Land Stewardship Manager for Conservation Foundation

Lee Amos

Conservation Foundation Land Stewardship Manager Lee Amos did not set out to work for a not-for-profit land conservancy. “There was definitely some luck involved,” he said.
Amos, a native Floridian who was born and raised in Venice, went to college in east Tennessee where his grandmother has a farm. After earning his degree in biology, he returned home and went to work in horticulture at various nurseries, while also doing some work with Selby Gardens.

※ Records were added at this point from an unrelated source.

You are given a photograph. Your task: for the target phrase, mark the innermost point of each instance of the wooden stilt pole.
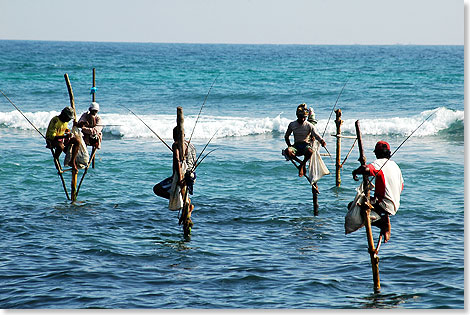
(366, 207)
(185, 218)
(338, 122)
(93, 152)
(93, 99)
(315, 199)
(72, 104)
(60, 171)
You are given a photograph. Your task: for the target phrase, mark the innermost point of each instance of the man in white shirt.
(388, 186)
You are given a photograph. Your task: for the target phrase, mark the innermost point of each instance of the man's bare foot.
(302, 170)
(73, 166)
(385, 230)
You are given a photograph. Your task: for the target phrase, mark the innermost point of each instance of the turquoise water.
(255, 242)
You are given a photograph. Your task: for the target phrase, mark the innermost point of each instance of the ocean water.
(255, 241)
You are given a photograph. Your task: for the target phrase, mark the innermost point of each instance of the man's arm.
(287, 136)
(363, 169)
(317, 136)
(177, 164)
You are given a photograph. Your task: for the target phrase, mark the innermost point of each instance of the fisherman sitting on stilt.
(388, 186)
(59, 139)
(304, 133)
(183, 172)
(90, 123)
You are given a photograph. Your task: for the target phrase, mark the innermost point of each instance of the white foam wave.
(129, 126)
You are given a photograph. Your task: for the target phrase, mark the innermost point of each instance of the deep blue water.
(255, 242)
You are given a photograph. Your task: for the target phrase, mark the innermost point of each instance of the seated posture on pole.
(388, 186)
(90, 123)
(304, 134)
(184, 172)
(58, 137)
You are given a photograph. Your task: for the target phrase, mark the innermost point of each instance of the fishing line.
(205, 99)
(148, 127)
(331, 113)
(22, 114)
(195, 163)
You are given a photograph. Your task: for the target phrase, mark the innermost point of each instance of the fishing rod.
(205, 99)
(370, 180)
(331, 113)
(148, 127)
(195, 163)
(22, 114)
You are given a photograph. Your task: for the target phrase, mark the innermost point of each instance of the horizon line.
(228, 43)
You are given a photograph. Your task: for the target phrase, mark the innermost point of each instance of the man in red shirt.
(388, 186)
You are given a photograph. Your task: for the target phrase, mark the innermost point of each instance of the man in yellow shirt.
(59, 137)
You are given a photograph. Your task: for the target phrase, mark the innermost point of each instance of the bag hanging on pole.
(82, 157)
(316, 168)
(354, 220)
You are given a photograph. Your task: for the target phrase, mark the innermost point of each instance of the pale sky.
(421, 22)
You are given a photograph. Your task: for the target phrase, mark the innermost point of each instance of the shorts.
(55, 142)
(300, 148)
(190, 178)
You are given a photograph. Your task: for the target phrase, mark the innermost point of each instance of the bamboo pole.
(338, 122)
(93, 152)
(60, 171)
(366, 207)
(72, 104)
(185, 218)
(93, 99)
(315, 198)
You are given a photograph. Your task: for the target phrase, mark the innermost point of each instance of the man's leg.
(74, 142)
(383, 223)
(302, 168)
(162, 189)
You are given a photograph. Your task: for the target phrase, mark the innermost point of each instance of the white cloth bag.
(82, 157)
(316, 168)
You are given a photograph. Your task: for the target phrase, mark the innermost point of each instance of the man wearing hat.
(90, 123)
(59, 137)
(304, 133)
(388, 186)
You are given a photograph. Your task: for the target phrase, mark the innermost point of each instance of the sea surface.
(255, 242)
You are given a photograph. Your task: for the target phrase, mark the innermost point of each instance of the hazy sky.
(237, 21)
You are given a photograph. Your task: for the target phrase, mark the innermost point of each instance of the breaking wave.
(128, 126)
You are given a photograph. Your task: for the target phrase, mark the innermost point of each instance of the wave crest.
(128, 126)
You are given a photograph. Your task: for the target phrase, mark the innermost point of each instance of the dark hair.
(385, 153)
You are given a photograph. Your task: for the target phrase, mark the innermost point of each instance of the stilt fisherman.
(388, 186)
(304, 133)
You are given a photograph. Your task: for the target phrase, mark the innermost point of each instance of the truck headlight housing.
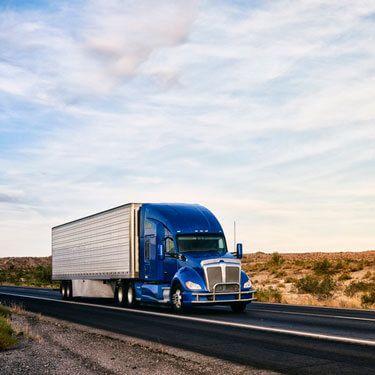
(191, 285)
(247, 284)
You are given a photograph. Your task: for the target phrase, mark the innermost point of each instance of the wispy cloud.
(264, 113)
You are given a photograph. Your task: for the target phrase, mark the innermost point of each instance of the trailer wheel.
(238, 307)
(68, 290)
(130, 296)
(120, 295)
(63, 290)
(176, 299)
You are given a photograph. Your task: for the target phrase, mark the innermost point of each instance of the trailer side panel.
(101, 246)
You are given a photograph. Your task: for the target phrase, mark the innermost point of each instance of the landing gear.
(130, 296)
(120, 295)
(66, 290)
(177, 299)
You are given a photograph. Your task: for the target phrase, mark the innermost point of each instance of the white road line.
(315, 315)
(209, 321)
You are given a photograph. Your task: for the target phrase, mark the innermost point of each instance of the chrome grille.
(214, 276)
(227, 275)
(231, 274)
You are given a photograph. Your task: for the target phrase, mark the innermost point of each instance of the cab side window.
(169, 246)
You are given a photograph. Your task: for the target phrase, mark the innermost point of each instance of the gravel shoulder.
(51, 346)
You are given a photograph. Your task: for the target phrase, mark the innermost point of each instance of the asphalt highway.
(285, 338)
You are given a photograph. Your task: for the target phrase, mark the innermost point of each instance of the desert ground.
(342, 279)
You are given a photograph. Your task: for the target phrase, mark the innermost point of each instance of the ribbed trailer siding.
(100, 246)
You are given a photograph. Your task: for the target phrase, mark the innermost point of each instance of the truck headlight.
(247, 284)
(191, 285)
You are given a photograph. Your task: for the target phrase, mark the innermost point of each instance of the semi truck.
(173, 254)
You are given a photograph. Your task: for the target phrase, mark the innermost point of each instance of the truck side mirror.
(239, 251)
(161, 253)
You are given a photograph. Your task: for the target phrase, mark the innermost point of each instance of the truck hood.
(195, 259)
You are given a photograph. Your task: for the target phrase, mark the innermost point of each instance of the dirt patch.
(51, 346)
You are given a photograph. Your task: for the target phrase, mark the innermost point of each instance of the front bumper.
(221, 297)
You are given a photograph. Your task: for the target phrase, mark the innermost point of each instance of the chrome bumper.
(211, 297)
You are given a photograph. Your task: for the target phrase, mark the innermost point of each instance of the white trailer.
(103, 246)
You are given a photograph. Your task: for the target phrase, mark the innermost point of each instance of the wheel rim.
(130, 295)
(120, 294)
(177, 299)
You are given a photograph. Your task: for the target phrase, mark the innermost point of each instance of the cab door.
(149, 251)
(170, 259)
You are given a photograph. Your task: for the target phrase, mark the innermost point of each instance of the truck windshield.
(201, 243)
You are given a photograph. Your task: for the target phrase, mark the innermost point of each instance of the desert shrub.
(276, 260)
(326, 287)
(359, 287)
(269, 295)
(368, 299)
(323, 288)
(344, 276)
(339, 266)
(323, 267)
(7, 338)
(367, 275)
(291, 279)
(280, 274)
(4, 311)
(357, 266)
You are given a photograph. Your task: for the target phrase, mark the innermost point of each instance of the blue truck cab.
(184, 260)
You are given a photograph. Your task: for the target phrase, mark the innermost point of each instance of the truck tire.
(130, 296)
(120, 295)
(238, 307)
(176, 299)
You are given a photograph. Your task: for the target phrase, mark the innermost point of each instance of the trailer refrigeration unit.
(165, 253)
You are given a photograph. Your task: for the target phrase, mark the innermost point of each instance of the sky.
(262, 111)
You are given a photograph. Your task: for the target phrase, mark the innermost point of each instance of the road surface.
(285, 338)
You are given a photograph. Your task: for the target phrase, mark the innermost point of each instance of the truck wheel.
(176, 299)
(120, 295)
(130, 296)
(238, 306)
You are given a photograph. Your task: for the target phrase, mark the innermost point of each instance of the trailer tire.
(63, 290)
(69, 290)
(120, 295)
(177, 299)
(238, 307)
(130, 296)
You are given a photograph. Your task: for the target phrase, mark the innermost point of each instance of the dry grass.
(7, 337)
(25, 329)
(344, 279)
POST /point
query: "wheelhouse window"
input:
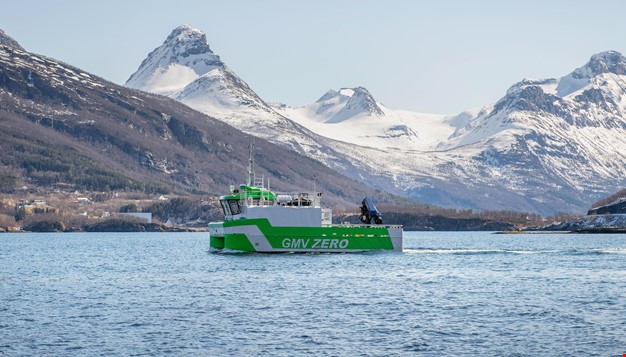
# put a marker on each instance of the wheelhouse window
(225, 207)
(234, 207)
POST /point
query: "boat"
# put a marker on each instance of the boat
(257, 219)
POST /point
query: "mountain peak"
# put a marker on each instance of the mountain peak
(183, 57)
(603, 62)
(189, 41)
(7, 40)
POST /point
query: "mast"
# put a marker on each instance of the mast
(251, 165)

It was purely by chance that he ran into the Conservation Foundation staff at the grand opening of a park at Deer Prairie Creek Preserve. It was this chance meeting that Lee to getting a full-time, three-month unpaid internship, which then led to a full-time position with the Conservation Foundation in land stewardship.

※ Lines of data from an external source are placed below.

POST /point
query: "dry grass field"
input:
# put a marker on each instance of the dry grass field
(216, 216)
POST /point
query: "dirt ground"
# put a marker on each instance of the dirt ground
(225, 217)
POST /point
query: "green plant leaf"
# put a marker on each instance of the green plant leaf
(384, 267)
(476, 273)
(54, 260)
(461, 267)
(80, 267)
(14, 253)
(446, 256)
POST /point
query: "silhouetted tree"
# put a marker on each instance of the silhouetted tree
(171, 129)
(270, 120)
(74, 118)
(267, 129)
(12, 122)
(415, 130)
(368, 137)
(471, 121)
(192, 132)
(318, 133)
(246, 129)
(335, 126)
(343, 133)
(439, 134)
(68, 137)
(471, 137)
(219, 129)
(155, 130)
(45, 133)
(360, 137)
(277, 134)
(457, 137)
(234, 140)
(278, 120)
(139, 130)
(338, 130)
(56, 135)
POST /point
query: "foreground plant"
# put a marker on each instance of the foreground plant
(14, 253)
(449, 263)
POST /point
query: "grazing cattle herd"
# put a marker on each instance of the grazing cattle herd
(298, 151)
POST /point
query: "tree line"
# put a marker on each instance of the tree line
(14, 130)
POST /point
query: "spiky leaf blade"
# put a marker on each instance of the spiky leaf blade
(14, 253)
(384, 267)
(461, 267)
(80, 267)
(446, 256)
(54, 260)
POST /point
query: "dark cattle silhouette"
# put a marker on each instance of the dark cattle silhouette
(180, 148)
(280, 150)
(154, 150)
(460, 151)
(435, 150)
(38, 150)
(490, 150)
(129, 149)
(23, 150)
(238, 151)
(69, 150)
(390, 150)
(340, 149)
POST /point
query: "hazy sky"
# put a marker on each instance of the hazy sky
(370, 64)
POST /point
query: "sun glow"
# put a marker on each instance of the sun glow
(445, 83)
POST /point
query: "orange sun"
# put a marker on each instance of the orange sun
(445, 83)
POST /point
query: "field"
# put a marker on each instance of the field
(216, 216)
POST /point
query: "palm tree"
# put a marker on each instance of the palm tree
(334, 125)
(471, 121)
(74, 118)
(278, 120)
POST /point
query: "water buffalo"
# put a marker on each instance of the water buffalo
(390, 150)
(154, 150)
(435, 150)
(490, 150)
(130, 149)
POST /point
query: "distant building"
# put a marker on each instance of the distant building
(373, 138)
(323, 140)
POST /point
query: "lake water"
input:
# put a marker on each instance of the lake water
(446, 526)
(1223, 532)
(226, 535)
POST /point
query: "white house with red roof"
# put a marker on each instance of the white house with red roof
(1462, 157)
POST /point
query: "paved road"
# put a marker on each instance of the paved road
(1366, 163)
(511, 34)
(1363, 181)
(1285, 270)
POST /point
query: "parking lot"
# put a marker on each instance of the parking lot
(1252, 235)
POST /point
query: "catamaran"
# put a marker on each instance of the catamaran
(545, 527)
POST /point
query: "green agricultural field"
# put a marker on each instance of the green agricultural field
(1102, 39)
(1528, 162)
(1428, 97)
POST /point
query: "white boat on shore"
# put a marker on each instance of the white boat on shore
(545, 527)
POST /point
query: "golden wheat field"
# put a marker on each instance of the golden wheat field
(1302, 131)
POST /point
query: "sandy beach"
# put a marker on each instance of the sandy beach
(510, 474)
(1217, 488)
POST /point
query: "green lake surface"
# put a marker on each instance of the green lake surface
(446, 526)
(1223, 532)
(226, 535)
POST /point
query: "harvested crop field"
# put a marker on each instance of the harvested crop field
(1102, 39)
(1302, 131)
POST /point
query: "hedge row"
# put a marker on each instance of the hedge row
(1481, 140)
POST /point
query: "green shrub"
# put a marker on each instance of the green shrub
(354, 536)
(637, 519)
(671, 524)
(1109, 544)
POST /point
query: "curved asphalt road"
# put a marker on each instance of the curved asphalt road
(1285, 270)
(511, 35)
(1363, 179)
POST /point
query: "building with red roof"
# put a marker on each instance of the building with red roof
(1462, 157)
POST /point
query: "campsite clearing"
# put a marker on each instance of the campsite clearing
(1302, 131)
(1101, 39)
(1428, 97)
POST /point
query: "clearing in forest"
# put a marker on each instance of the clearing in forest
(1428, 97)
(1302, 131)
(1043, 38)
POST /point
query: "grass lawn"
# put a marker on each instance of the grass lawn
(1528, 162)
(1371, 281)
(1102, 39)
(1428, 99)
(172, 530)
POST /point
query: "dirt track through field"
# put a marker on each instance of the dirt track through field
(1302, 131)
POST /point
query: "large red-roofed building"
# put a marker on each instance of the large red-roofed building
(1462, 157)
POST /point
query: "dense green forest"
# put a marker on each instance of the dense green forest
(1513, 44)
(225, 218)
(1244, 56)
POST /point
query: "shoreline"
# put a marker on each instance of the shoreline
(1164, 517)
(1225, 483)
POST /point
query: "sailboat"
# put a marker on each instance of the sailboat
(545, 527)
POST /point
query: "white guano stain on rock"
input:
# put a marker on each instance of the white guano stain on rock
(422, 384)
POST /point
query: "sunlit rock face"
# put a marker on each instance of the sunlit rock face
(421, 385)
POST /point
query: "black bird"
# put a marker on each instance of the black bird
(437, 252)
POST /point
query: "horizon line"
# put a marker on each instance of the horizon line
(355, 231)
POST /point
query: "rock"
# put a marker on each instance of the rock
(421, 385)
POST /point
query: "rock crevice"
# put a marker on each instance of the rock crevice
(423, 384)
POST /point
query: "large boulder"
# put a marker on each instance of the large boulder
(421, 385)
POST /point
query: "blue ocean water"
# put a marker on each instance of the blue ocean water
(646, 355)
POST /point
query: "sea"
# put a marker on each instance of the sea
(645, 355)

“I always loved working with the land,” Amos said. “It’s a big part of who I am.”
The Conservation Foundation is a land conservancy that creates parks and nature preserves,” he explained. As land stewardship manager, he helps out with the entire land acquisition process, providing input regarding the natural resources on a piece of property.

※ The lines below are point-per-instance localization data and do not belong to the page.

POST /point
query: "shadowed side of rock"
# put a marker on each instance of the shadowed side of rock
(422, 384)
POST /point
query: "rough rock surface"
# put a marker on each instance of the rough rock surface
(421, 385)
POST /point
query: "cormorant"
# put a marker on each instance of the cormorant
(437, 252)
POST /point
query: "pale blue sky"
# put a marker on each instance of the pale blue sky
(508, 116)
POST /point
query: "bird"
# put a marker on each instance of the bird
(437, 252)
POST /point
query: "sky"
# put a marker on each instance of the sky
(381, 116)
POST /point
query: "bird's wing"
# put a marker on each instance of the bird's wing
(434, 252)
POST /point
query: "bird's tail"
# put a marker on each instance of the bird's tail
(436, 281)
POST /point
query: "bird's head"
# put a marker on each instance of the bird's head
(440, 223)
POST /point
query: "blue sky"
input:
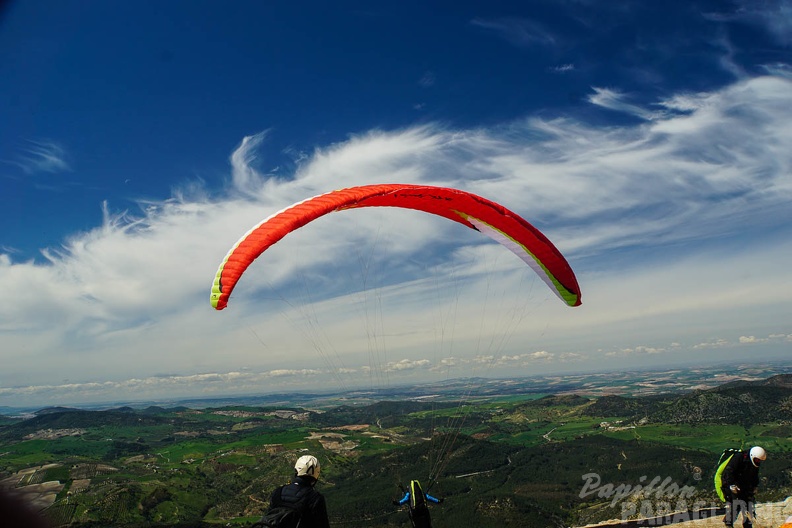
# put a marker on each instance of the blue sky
(139, 140)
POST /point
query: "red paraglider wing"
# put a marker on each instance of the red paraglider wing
(478, 213)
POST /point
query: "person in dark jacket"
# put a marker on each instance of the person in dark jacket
(301, 495)
(416, 498)
(740, 480)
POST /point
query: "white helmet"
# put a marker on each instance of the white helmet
(757, 455)
(307, 466)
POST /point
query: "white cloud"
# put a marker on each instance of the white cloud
(678, 230)
(42, 156)
(615, 100)
(519, 32)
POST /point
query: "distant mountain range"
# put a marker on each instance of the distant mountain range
(738, 402)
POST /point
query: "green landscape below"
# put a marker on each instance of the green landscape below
(552, 451)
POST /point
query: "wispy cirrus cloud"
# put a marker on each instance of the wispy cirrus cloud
(680, 221)
(520, 32)
(37, 156)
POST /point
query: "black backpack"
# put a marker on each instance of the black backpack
(280, 517)
(285, 515)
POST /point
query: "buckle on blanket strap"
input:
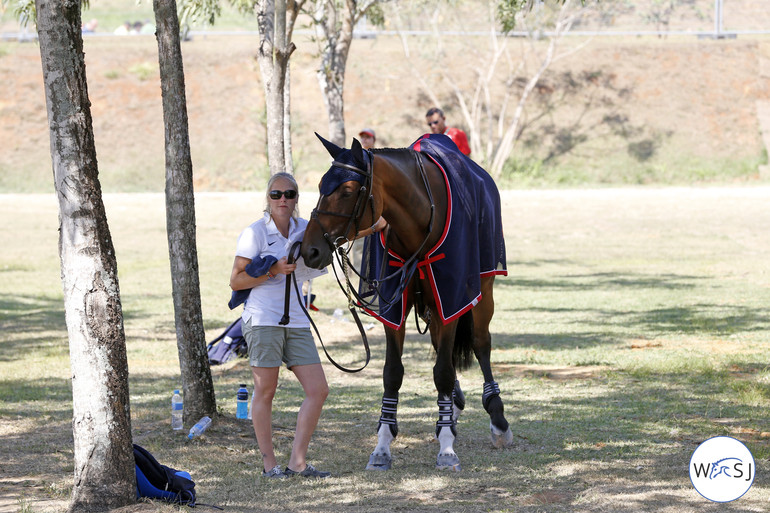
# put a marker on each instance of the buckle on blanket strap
(421, 263)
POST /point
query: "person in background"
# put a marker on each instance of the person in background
(368, 138)
(261, 266)
(437, 123)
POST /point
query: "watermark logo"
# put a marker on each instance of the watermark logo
(722, 469)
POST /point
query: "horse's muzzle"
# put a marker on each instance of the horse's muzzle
(315, 255)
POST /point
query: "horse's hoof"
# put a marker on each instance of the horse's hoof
(501, 439)
(379, 462)
(448, 462)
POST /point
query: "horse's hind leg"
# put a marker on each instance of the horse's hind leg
(445, 380)
(482, 347)
(392, 377)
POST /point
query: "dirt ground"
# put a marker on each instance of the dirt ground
(679, 97)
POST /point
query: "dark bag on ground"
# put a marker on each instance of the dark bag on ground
(228, 345)
(158, 481)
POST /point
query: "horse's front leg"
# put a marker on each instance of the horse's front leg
(445, 379)
(392, 377)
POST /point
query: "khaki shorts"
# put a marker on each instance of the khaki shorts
(271, 345)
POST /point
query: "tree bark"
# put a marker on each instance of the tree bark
(104, 476)
(334, 27)
(199, 397)
(275, 49)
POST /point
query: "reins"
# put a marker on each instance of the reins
(292, 257)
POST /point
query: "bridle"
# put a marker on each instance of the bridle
(362, 199)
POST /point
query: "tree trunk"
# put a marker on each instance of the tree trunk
(337, 37)
(199, 397)
(273, 57)
(104, 476)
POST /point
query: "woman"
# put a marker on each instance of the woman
(267, 242)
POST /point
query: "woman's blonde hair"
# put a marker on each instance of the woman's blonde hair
(271, 181)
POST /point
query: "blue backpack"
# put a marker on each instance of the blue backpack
(158, 481)
(228, 345)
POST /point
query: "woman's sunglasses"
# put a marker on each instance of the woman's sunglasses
(290, 194)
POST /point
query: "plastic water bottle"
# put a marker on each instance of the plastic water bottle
(177, 407)
(242, 402)
(199, 427)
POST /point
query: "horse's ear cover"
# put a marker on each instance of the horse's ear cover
(332, 148)
(358, 153)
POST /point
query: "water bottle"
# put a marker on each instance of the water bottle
(177, 407)
(242, 403)
(199, 427)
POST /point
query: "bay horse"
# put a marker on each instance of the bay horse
(411, 192)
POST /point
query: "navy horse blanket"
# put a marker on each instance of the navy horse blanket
(471, 245)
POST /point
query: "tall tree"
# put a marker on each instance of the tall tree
(334, 22)
(101, 426)
(180, 221)
(276, 20)
(494, 120)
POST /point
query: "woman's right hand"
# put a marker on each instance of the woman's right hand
(282, 266)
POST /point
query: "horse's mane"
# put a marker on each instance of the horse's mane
(391, 150)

“I assess the natural features of the land, the native plants and animals and whether those features are diverse and in good condition, or whether they been degraded, and, if so, to what degree,” he explained. “I am the one who determines if the juice is worth the squeeze.”
The other aspect of his job is public recreation. For property planned for public recreation, Amos considers other factors such as if it is waterfront. Does it have a natural shoreline from where visitors could launch a boat or will we need to build a launch? Does it have existing trails? “All of that must be taken into consideration,” he said. “We are not anti-development. Our mission is to protect Southwest Florida for the benefit of both people and nature,” Amos explained. “We are currently working on an addition to Don Pedro Island State Park, and last month added 228 acres to the Myakka Preserve, both of which will be open to the public.”
The stewardship part comes in once they obtain the property and must manage it. “In our community parks, such as Bay Preserve, maintenance includes lawn and sidewalk maintenance, and in our natural preserves, it includes prescribed fires and exotic plant control, that sort of thing.”
Amos says he enjoys analyzing the health of a property and figuring out how to make it healthier. “The big reward for me comes when I look at property that used to be devoid of life and I come out there and it is filled with birds, bees and butterflies and I see a hawk swooping down to capture its prey. I know I helped create that home for that hawk. That’s the moment I really groove on,” he said.